Le Pugio fidei. Raymond Martin, dominicain catalan, achève en 1278 le Pugio fidei, « le poignard de la foi ». C’est une somme qui cite en hébreu et en latin des centaines de passages rabbiniques pour démontrer la vérité chrétienne. Certains passages n’y sont attestés nulle part ailleurs, ce qui a fait soupçonner des falsifications. Saul Lieberman a soutenu que plusieurs d’entre eux proviennent de midrashim authentiques perdus. Le livre a fourni l’arsenal des controverses ultérieures.

5. Tortose, 1413-1414 : la dispute de la conversion

Le contexte. Les émeutes de 1391 ont détruit une grande partie des communautés de Castille et d’Aragon et produit des conversions massives. La prédication de Vincent Ferrier et les lois de Valladolid (1412) aggravent la pression. Joshua ha-Lorki, médecin juif d’Alcañiz, se convertit et prend le nom de Jérónimo de Santa Fe. Il devient médecin de l’antipape Benoît XIII, Pedro de Luna, qui convoque les délégués des communautés aragonaises à Tortose.

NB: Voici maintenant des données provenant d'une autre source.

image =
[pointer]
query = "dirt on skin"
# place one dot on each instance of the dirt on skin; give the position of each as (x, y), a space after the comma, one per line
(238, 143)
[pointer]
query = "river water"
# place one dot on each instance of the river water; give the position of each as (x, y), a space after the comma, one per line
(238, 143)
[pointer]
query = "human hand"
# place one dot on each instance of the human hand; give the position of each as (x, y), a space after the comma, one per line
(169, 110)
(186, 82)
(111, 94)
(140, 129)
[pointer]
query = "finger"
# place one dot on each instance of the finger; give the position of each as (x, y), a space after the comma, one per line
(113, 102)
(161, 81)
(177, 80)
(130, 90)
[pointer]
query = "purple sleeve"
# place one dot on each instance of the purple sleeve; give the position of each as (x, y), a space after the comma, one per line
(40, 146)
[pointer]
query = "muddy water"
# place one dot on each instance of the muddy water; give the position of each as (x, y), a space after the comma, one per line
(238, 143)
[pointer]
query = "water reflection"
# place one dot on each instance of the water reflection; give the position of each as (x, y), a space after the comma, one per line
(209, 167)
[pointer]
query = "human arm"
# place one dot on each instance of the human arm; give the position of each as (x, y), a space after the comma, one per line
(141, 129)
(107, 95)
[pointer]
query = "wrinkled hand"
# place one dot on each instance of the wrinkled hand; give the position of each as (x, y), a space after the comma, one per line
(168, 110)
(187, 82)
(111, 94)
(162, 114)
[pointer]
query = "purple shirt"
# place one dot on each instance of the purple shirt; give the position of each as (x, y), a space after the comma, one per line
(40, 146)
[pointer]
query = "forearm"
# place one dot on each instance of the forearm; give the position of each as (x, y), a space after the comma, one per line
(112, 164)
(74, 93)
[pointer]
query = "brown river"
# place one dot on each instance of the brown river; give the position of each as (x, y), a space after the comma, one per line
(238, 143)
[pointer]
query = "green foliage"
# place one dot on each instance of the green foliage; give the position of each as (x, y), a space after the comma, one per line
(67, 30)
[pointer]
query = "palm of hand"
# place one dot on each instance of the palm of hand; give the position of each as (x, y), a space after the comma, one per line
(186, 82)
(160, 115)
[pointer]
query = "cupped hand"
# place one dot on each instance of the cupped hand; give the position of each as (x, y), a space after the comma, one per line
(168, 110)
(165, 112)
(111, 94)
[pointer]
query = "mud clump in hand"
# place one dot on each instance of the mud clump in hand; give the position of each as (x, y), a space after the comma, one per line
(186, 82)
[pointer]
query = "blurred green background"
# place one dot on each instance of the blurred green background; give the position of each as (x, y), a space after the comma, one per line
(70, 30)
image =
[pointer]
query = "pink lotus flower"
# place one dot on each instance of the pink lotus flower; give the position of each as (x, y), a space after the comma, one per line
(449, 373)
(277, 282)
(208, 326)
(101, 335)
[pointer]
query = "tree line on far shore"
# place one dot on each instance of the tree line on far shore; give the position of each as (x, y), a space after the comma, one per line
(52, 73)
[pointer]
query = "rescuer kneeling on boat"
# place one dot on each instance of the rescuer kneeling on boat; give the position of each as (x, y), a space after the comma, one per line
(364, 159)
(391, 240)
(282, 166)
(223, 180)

L’ampleur. La dispute s’ouvre le 7 février 1413 et se clôt en novembre 1414. Les actes latins comptent soixante-neuf séances. C’est la plus longue controverse de l’histoire. Les délégués juifs, parmi lesquels Vidal Benvenist, Zerahia ha-Levi, Astruc ha-Levi et Joseph Albo, sont retenus loin de leurs communautés pendant des mois. Pendant ce temps, des prédications forcées se multiplient et des conversions en nombre ont lieu, y compris parmi les notables.

La méthode. Jérónimo reprend celle de Barcelone, amplifiée par le Pugio fidei : les aggadot prouvent la venue du Messie. Les délégués juifs répondent d’abord comme Nahmanide, puis, devant l’insistance, certains finissent par déclarer que les aggadot incriminées ne les engagent pas. Astruc ha-Levi le fait dans une déclaration écrite restée célèbre.

Les suites. La bulle Etsi doctoris gentium (1415) impose des restrictions sévères : censure du Talmud, interdiction de certains métiers, prédications obligatoires. Joseph Albo rédige quelques années plus tard le Sefer ha-Iqqarim (1425), où la réflexion sur les principes de la foi porte la marque de la controverse. Les sources juives sont partielles : un récit attribué à Bonastruc Desmaestre, et des passages du Chevet Yehouda de Salomon ibn Verga.

Paris 1240Barcelone 1263Tortose 1413-1414
NatureProcès d’un livreControverse ordonnée devant le roiControverse-procès en vue de la conversion
AutoritéGrégoire IX ; Louis IXJacques Ier d’AragonBenoît XIII
AccusateurNicolas Donin, convertiPablo Christiani, converti, dominicainJérónimo de Santa Fe, converti
Partie juiveYehiel de Paris et trois autres rabbinsNahmanideDélégués des communautés d’Aragon
ObjetLe Talmud blasphème-t-il ?Le Messie est-il venu, d’après vos propres textes ?Idem, sur vingt et un mois
SourcesArticles de Donin ; Extractiones ; récit hébreuVikouah de Nahmanide ; protocole latinActes latins ; récits hébreux partiels
EffetsAutodafé du Talmud (1242)Procès et départ de Nahmanide ; Pugio fideiConversions ; bulle de 1415

6. Prédication forcée et littérature polémique

Les sermons obligatoires. La bulle Vineam sorec (1278) de Nicolas III ordonne aux dominicains de prêcher aux juifs, qui doivent assister aux sermons. L’usage se maintient longtemps. À Rome, les juifs du ghetto sont astreints à des prédications jusqu’au milieu du XIXe siècle, et Pie IX y met fin en 1848.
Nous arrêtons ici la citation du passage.